Eine breit angelegte ästhetische Erziehung wird institutionalisiert: In der Zeit um 1800 orientieren sich Anmutungs-, Anstands- und Leibesübungen (Campe, Lenz, Jahn) in ästhetisch-moralischem Sinn an einer vorbildlichen Natur. Ästhetisch-didaktische Erziehung soll im Kunstunterricht nicht mehr von der Herstellung einer „peinlich genauen Kopie“ bestimmt sein (so der Kunsterzieher Grangedor (1868, 70), sondern die Bewegungen der Seele ausdrücken, so einer der berühmtesten Kunsterzieher des 19. Jahrhunderts, Viollet-le-Duc (1862, 526). Kunst-, Mal- und Zeichenpädagogik werden zum Erziehungs- und dann auch „notwendigen Heilmittel“ (Deinhardt / Georgens 1863, 363). Die Empfindungen, die Gefühle des heranwachsenden Kindes sollen zeichnerisch, malerisch sichtbar sein. Das Kind soll ein „Gefühl für die Übergänge des Seelischen“ (Ruskin zit. nach Oppé 1952, 170) in diesem Vorgang organisieren und seine „Erlebnisse … zu … wirksameren Formen der Darstellung“ erheben. Anschauung als „verkörpertes Gefühl“ (Erdmann 1851 / 1896, 332) lässt sich kunsterzieherisch erarbeiten und pädagogisch-moralisch einsetzen. Einfühlung und Nacherleben ästhetischer Zustände werden recherchiert (Lipps 1901) und als lenk- und richtbar erkannt (Schulze 1909): Die „Hingabe an ästhetisch wirkende Dinge“ erhält einen Stellenwert im Prozess der Erziehung (Lay, 1903 / Ed. 1910, 550f.) und soll die Zerrissenheitserfahrung des zu Bewusstsein gelangenden Bürgertums versöhnen.
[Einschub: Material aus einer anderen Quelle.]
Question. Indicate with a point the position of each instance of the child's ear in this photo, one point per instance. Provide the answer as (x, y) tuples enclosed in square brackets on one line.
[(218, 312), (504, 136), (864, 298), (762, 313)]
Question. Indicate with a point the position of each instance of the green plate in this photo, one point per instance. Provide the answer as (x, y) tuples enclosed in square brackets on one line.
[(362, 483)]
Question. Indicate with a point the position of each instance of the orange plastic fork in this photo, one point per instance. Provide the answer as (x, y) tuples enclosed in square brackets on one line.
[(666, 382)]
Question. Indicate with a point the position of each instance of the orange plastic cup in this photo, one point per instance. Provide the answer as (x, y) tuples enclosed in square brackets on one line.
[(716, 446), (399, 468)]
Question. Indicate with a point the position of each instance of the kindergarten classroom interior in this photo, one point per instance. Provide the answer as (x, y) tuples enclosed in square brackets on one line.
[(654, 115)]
1.3 Der ergotherapeutische Ansatz in der Psychiatrie
In den „Irren-“ und den sog. „Idiotenanstalten“, den Psychiatrien und Anstalten für geistig verwirrte Menschen ist seit dem frühen 19. Jahrhundert ein beschäftigungstherapeutischer Ansatz musisch-bildnerischer Einflussnahme zu vermerken: Nicht nur der psychiatrisch Erfasste ist davon betroffen: „Industriosität“, d. h. Arbeit- und Tugendsamkeit stehen auch auf dem gewöhnlichen Erziehungsplan des Heranwachsenden. Der philanthropische Tugendkatalog will den Funktionserfordernissen einer sich ausweitenden Manufaktur zur sog. großen Maschinerie angemessen sein. Der arbeitende Mensch wird zunehmend im Hinblick auf diese funktionellen Anforderungen bewertet. So auch in den Psychiatrien und sog. „Blödheits-“ und „Idiotenanstalten“ der Zeit.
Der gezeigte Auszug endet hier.